A coop incubator is an organization set up to help coops form.  Most coop incubators are nonprofit 501(c)(3)s or they are coops themselves.

How can a 501(c)(3) justify setting up coop businesses as a charitable/educational activity?  Generally speaking, an organization that provides business services to disadvantaged populations qualifies for 501(c)(3) status.  So if a nonprofit helps low income people set up worker coops, for example, it should be eligible for 501(c)(3) tax exemption.

Also, an organization that offers education and training to people interested in learning more about coops and how to form them should qualify for 501(c)(3) status as an educational organization.

One example of a nonprofit that is a coop incubator is WAGES.  The Arizmendi Association of Cooperatives (AAC) is coop that incubates coops.  The members of the AAC are the coops that the AAC has incubated.

Is it a good idea for the incubator to retain ownership and/or control of the coops it incubates?

Some of the reasons to do this are

  • Protect community assets – allows the incubator to ensure that the coops it sets up continue to be coops and to serve the incubator’s mission
  • Generate resources for the incubator – if the coops that the incubator sets up are successful, they can channel some of their profits to the incubator, making it possible for the incubator to set up more coops
  • Ensure ongoing participation in a larger movement – for example, some unions are incubating coops and would like the coops they incubate to be unionized

The amount of control the incubator has over the coops it incubates does not need to be static.  Control can be transferred over time as the coop members gain skills for self-management.  It is important to be clear up front about the timeline for transition.

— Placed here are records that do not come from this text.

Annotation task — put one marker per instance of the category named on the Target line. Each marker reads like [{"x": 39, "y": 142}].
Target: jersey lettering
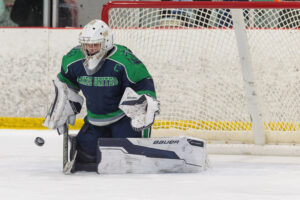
[{"x": 98, "y": 81}]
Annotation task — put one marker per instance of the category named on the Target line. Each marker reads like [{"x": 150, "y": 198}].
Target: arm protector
[
  {"x": 140, "y": 108},
  {"x": 66, "y": 105}
]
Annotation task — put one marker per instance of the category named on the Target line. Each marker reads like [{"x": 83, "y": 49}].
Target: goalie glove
[
  {"x": 140, "y": 108},
  {"x": 66, "y": 105}
]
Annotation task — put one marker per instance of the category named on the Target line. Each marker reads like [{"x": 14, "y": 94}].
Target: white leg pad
[{"x": 152, "y": 155}]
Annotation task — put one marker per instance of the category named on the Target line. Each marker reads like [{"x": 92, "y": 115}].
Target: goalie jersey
[{"x": 104, "y": 89}]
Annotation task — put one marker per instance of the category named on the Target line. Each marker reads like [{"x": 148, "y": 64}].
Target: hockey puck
[{"x": 39, "y": 141}]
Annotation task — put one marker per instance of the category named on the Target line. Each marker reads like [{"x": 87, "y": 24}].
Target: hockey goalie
[{"x": 121, "y": 108}]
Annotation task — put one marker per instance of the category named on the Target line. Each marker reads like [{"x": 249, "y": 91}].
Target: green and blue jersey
[{"x": 104, "y": 89}]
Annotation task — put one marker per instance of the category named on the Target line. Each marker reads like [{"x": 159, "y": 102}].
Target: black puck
[{"x": 39, "y": 141}]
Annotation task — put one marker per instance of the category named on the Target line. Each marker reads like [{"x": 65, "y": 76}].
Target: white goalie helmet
[{"x": 96, "y": 39}]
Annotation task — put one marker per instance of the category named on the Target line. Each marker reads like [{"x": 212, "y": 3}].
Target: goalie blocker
[{"x": 150, "y": 155}]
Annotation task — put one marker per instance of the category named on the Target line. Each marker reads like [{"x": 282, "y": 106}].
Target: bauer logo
[{"x": 166, "y": 142}]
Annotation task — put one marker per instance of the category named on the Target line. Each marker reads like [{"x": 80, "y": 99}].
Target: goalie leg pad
[{"x": 152, "y": 155}]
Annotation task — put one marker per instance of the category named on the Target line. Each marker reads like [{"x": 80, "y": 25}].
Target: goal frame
[
  {"x": 194, "y": 4},
  {"x": 259, "y": 136}
]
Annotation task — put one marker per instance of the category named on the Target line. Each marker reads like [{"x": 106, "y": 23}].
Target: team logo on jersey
[{"x": 98, "y": 81}]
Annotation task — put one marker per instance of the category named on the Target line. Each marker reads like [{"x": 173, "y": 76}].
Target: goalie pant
[{"x": 89, "y": 134}]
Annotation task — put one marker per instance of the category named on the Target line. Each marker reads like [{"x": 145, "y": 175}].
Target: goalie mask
[{"x": 95, "y": 39}]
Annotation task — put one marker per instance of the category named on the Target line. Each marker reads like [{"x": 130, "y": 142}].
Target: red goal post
[
  {"x": 224, "y": 71},
  {"x": 196, "y": 4}
]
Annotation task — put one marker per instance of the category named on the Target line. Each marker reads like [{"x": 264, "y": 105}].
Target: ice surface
[{"x": 31, "y": 172}]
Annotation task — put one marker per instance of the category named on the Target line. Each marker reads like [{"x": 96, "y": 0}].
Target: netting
[{"x": 193, "y": 57}]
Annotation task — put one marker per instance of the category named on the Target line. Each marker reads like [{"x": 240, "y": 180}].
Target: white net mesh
[{"x": 193, "y": 57}]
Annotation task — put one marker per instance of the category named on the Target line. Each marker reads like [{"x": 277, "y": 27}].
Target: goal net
[{"x": 226, "y": 72}]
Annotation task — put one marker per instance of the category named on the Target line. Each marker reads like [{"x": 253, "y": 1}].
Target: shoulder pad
[
  {"x": 72, "y": 56},
  {"x": 134, "y": 68}
]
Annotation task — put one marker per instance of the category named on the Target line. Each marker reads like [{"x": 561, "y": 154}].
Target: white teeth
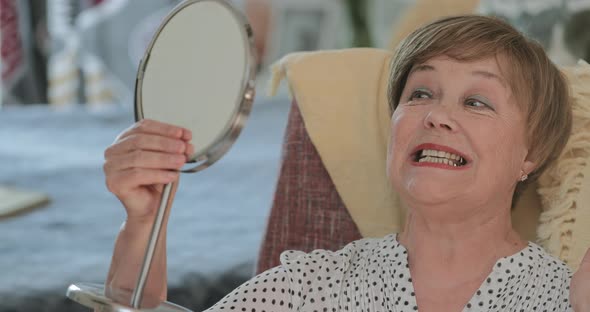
[{"x": 441, "y": 157}]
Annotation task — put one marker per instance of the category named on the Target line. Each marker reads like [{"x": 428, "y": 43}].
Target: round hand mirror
[{"x": 198, "y": 73}]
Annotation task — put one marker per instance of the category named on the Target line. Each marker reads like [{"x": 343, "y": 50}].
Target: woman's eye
[
  {"x": 477, "y": 103},
  {"x": 420, "y": 94}
]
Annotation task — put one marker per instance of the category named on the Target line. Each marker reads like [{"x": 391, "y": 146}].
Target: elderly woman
[{"x": 477, "y": 112}]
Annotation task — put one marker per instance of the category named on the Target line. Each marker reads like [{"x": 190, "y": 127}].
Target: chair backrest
[{"x": 307, "y": 212}]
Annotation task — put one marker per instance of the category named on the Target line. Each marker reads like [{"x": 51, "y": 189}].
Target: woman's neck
[{"x": 457, "y": 250}]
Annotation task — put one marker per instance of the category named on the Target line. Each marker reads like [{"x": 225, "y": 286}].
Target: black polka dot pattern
[{"x": 373, "y": 275}]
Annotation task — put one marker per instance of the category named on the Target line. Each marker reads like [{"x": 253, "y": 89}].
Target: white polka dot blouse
[{"x": 373, "y": 275}]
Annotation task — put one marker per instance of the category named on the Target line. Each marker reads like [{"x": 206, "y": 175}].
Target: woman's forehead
[
  {"x": 492, "y": 68},
  {"x": 491, "y": 65}
]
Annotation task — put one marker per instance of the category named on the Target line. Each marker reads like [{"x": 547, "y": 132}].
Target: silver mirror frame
[
  {"x": 93, "y": 295},
  {"x": 222, "y": 144}
]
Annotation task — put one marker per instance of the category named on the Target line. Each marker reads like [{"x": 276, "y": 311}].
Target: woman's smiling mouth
[{"x": 438, "y": 156}]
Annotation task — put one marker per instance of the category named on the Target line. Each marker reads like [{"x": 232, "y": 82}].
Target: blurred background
[{"x": 68, "y": 74}]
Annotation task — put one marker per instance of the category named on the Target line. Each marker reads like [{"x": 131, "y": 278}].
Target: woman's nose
[{"x": 440, "y": 117}]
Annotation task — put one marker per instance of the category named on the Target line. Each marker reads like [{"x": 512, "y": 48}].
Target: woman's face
[{"x": 457, "y": 135}]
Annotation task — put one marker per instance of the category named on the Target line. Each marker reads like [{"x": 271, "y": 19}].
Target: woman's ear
[{"x": 528, "y": 166}]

If the coop is taxed under Subchapter T of the Internal Revenue Code, it is necessary to ensure that patron member control is meaningful – if the incubator has too much control, this could jeopardize the coop’s eligibility to be taxed under Subchapter T.

What kinds of relationships can there be between the incubator and the coops it incubates?

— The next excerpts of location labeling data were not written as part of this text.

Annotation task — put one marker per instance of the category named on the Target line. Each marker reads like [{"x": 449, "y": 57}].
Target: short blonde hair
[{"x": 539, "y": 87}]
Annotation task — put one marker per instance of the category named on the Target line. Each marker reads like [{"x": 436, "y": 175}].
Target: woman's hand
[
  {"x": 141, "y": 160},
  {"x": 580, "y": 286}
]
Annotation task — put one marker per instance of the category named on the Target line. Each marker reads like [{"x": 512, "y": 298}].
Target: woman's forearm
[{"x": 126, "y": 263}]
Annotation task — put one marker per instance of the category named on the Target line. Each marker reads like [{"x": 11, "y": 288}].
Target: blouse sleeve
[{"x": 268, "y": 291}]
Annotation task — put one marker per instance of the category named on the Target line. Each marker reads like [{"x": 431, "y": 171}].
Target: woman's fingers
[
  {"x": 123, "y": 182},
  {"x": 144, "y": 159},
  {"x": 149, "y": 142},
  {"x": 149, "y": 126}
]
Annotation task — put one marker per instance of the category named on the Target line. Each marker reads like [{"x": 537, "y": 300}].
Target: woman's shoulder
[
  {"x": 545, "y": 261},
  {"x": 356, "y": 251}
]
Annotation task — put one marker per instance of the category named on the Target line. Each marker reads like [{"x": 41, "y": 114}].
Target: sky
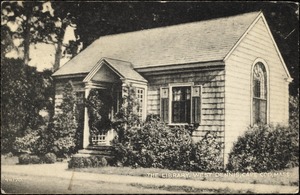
[{"x": 282, "y": 18}]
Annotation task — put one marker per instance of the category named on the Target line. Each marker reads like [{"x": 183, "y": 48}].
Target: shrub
[
  {"x": 207, "y": 153},
  {"x": 26, "y": 143},
  {"x": 24, "y": 159},
  {"x": 89, "y": 161},
  {"x": 155, "y": 144},
  {"x": 264, "y": 148},
  {"x": 24, "y": 93},
  {"x": 29, "y": 159},
  {"x": 50, "y": 158},
  {"x": 35, "y": 159}
]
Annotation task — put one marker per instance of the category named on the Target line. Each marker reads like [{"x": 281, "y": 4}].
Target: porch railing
[{"x": 104, "y": 138}]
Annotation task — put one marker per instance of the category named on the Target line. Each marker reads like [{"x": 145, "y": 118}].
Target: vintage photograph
[{"x": 136, "y": 97}]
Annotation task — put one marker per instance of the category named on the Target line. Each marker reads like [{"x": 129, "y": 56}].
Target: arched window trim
[{"x": 264, "y": 63}]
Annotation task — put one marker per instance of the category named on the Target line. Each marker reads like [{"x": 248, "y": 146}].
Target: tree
[
  {"x": 24, "y": 93},
  {"x": 25, "y": 23}
]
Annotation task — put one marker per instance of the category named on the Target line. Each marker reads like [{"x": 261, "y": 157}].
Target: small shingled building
[{"x": 222, "y": 75}]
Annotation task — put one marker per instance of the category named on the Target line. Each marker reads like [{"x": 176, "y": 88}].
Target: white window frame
[
  {"x": 260, "y": 60},
  {"x": 171, "y": 85}
]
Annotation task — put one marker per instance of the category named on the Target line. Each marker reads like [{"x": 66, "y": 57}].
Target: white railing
[{"x": 104, "y": 139}]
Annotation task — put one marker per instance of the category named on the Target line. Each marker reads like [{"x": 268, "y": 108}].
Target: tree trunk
[
  {"x": 27, "y": 39},
  {"x": 58, "y": 55},
  {"x": 58, "y": 52}
]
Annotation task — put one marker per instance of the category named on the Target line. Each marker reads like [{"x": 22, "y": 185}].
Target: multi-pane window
[
  {"x": 140, "y": 98},
  {"x": 182, "y": 105},
  {"x": 259, "y": 94}
]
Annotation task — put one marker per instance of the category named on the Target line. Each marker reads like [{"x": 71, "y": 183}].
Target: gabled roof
[
  {"x": 123, "y": 69},
  {"x": 202, "y": 41}
]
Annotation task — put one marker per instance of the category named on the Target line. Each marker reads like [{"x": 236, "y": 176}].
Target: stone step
[{"x": 99, "y": 148}]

  • The coops can have a special class of membership for the incubator – this special class can have the same voting rights as other member classes or can have limited voting rights, such as the right to vote only on major decisions like dissolution of the coop
  • The incubator can be named in the coop bylaws as an entity that has the right to designate some of the coop board members (under some state coop statutes)
  • There can be contractual relationships between the incubator and the coops – examples include licensing of intellectual property to the coop, lease of space to the coop, etc.

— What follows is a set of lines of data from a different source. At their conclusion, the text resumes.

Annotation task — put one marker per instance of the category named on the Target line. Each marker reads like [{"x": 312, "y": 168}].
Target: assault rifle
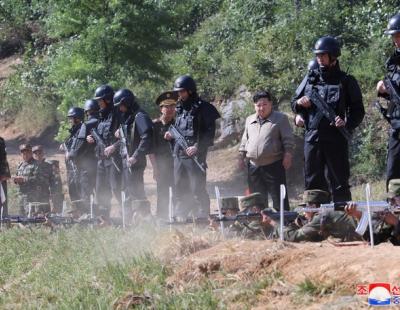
[
  {"x": 289, "y": 216},
  {"x": 328, "y": 112},
  {"x": 375, "y": 206},
  {"x": 51, "y": 220},
  {"x": 394, "y": 95},
  {"x": 181, "y": 141},
  {"x": 102, "y": 146},
  {"x": 124, "y": 146}
]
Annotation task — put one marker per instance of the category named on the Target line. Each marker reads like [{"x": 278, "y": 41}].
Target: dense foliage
[{"x": 70, "y": 47}]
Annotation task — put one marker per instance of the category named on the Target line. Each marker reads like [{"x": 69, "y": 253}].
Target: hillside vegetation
[{"x": 70, "y": 47}]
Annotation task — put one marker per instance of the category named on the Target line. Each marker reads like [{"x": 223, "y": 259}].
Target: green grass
[{"x": 88, "y": 269}]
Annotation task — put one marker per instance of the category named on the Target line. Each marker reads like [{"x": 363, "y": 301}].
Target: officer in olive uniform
[
  {"x": 86, "y": 153},
  {"x": 385, "y": 225},
  {"x": 195, "y": 120},
  {"x": 53, "y": 188},
  {"x": 4, "y": 175},
  {"x": 316, "y": 226},
  {"x": 73, "y": 160},
  {"x": 161, "y": 158},
  {"x": 135, "y": 142},
  {"x": 325, "y": 147},
  {"x": 31, "y": 180},
  {"x": 392, "y": 113},
  {"x": 109, "y": 162}
]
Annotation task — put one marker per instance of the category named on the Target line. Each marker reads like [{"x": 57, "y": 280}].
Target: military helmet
[
  {"x": 91, "y": 105},
  {"x": 229, "y": 203},
  {"x": 105, "y": 92},
  {"x": 312, "y": 64},
  {"x": 185, "y": 82},
  {"x": 315, "y": 196},
  {"x": 124, "y": 96},
  {"x": 327, "y": 44},
  {"x": 393, "y": 188},
  {"x": 393, "y": 25},
  {"x": 76, "y": 112}
]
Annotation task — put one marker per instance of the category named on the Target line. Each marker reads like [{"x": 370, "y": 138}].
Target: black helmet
[
  {"x": 105, "y": 92},
  {"x": 393, "y": 25},
  {"x": 312, "y": 64},
  {"x": 76, "y": 112},
  {"x": 124, "y": 96},
  {"x": 185, "y": 82},
  {"x": 91, "y": 105},
  {"x": 328, "y": 45}
]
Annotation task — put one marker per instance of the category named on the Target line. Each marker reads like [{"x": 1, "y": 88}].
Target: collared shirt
[{"x": 266, "y": 140}]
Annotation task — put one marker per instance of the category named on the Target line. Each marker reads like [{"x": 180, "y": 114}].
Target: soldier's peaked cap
[
  {"x": 394, "y": 188},
  {"x": 37, "y": 148},
  {"x": 24, "y": 147}
]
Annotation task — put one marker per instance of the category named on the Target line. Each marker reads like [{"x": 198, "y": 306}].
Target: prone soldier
[
  {"x": 386, "y": 224},
  {"x": 316, "y": 226}
]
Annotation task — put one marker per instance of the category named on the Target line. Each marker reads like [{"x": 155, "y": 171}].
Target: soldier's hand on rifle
[
  {"x": 380, "y": 88},
  {"x": 168, "y": 136},
  {"x": 304, "y": 102},
  {"x": 390, "y": 219},
  {"x": 116, "y": 134},
  {"x": 299, "y": 121},
  {"x": 109, "y": 150},
  {"x": 287, "y": 161},
  {"x": 351, "y": 209},
  {"x": 131, "y": 161},
  {"x": 19, "y": 179},
  {"x": 339, "y": 122},
  {"x": 90, "y": 139},
  {"x": 191, "y": 151}
]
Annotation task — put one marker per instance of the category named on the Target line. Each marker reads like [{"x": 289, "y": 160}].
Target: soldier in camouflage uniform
[
  {"x": 161, "y": 157},
  {"x": 386, "y": 225},
  {"x": 31, "y": 180},
  {"x": 316, "y": 226},
  {"x": 4, "y": 175},
  {"x": 51, "y": 171}
]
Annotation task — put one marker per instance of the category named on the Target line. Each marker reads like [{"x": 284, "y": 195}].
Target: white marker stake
[
  {"x": 371, "y": 233},
  {"x": 63, "y": 208},
  {"x": 91, "y": 211},
  {"x": 170, "y": 208},
  {"x": 218, "y": 197},
  {"x": 1, "y": 214},
  {"x": 282, "y": 196},
  {"x": 123, "y": 208},
  {"x": 29, "y": 209}
]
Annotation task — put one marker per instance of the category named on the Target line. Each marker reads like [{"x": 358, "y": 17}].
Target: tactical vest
[
  {"x": 393, "y": 112},
  {"x": 333, "y": 94},
  {"x": 188, "y": 122}
]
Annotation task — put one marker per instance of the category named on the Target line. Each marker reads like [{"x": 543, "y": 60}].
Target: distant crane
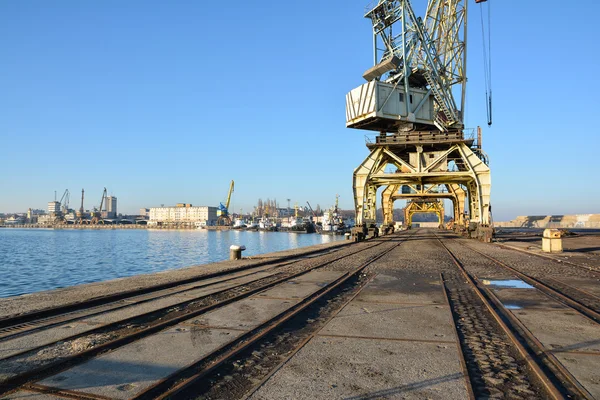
[
  {"x": 223, "y": 211},
  {"x": 81, "y": 213},
  {"x": 97, "y": 215},
  {"x": 64, "y": 201}
]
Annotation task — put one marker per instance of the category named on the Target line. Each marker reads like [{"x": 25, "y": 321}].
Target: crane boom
[{"x": 229, "y": 195}]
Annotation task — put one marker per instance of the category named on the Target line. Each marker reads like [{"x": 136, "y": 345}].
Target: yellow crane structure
[
  {"x": 97, "y": 214},
  {"x": 223, "y": 212},
  {"x": 413, "y": 101}
]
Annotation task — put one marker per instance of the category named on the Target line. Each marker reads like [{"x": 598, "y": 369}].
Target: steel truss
[{"x": 452, "y": 171}]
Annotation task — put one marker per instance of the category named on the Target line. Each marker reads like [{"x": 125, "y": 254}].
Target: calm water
[{"x": 32, "y": 260}]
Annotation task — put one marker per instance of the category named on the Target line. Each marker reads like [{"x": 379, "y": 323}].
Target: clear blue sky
[{"x": 166, "y": 102}]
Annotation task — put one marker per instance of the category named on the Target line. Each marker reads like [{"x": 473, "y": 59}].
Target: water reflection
[
  {"x": 32, "y": 260},
  {"x": 507, "y": 283}
]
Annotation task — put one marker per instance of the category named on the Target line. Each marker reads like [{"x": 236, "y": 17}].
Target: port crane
[
  {"x": 223, "y": 211},
  {"x": 64, "y": 201},
  {"x": 414, "y": 98},
  {"x": 97, "y": 214},
  {"x": 81, "y": 213}
]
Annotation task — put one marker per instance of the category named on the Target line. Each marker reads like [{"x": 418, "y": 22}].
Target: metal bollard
[
  {"x": 551, "y": 241},
  {"x": 235, "y": 252}
]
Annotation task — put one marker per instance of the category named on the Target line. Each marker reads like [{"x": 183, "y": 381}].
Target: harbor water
[{"x": 32, "y": 260}]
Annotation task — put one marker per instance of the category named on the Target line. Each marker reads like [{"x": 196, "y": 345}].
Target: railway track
[
  {"x": 24, "y": 321},
  {"x": 582, "y": 301},
  {"x": 135, "y": 329},
  {"x": 557, "y": 381}
]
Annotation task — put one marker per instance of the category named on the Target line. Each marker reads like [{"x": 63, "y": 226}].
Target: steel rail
[
  {"x": 8, "y": 321},
  {"x": 544, "y": 288},
  {"x": 32, "y": 326},
  {"x": 42, "y": 372},
  {"x": 543, "y": 364},
  {"x": 463, "y": 362},
  {"x": 304, "y": 342},
  {"x": 183, "y": 379},
  {"x": 116, "y": 324}
]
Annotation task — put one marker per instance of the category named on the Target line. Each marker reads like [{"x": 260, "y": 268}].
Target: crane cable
[{"x": 487, "y": 59}]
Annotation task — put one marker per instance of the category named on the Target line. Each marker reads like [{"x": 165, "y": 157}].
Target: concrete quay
[{"x": 421, "y": 314}]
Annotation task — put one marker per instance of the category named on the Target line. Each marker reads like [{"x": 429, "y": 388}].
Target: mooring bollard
[
  {"x": 235, "y": 252},
  {"x": 552, "y": 241}
]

Note that the incubator will need to consider whether the relationship that it creates with its incubated coops could create an inadvertent franchise.

Also note that if the coop is a “pass through entity” (i.e. taxed under Subchapter C or Subchapter K of the Internal Revenue Code), its activities can be attributed to its owners.  If a 501(c)(3) owns an interest in a pass through entity that does not conduct charitable/educational activities, the nonprofit’s tax exempt status could be jeopardized.

When AAC starts a new worker coop bakery, AAC appoints the initial board.  The workers go through a 6-month candidacy process before they become members.  After the initial workers become members, the AAC-appointed board resigns and appoints the first worker-member board.

AAC coops must agree to certain principles if they want to continue to use the Arizmendi brand and trade secrets.  These include

  • requirement to do quarterly reports
  • minimum 3-month candidacy period for new workers
  • no permanent/indefinite non-member employees
  • one member-one vote

The AAC provides a lot of support to its member coops to get off the ground – they deposit funds in the coop’s bank to guarantee their loan, they enter into a lease with the landlord and sublease to the coop, and they provide extensive training on baking and coop governance.

There are currently six Arizmendi coops and more on the way!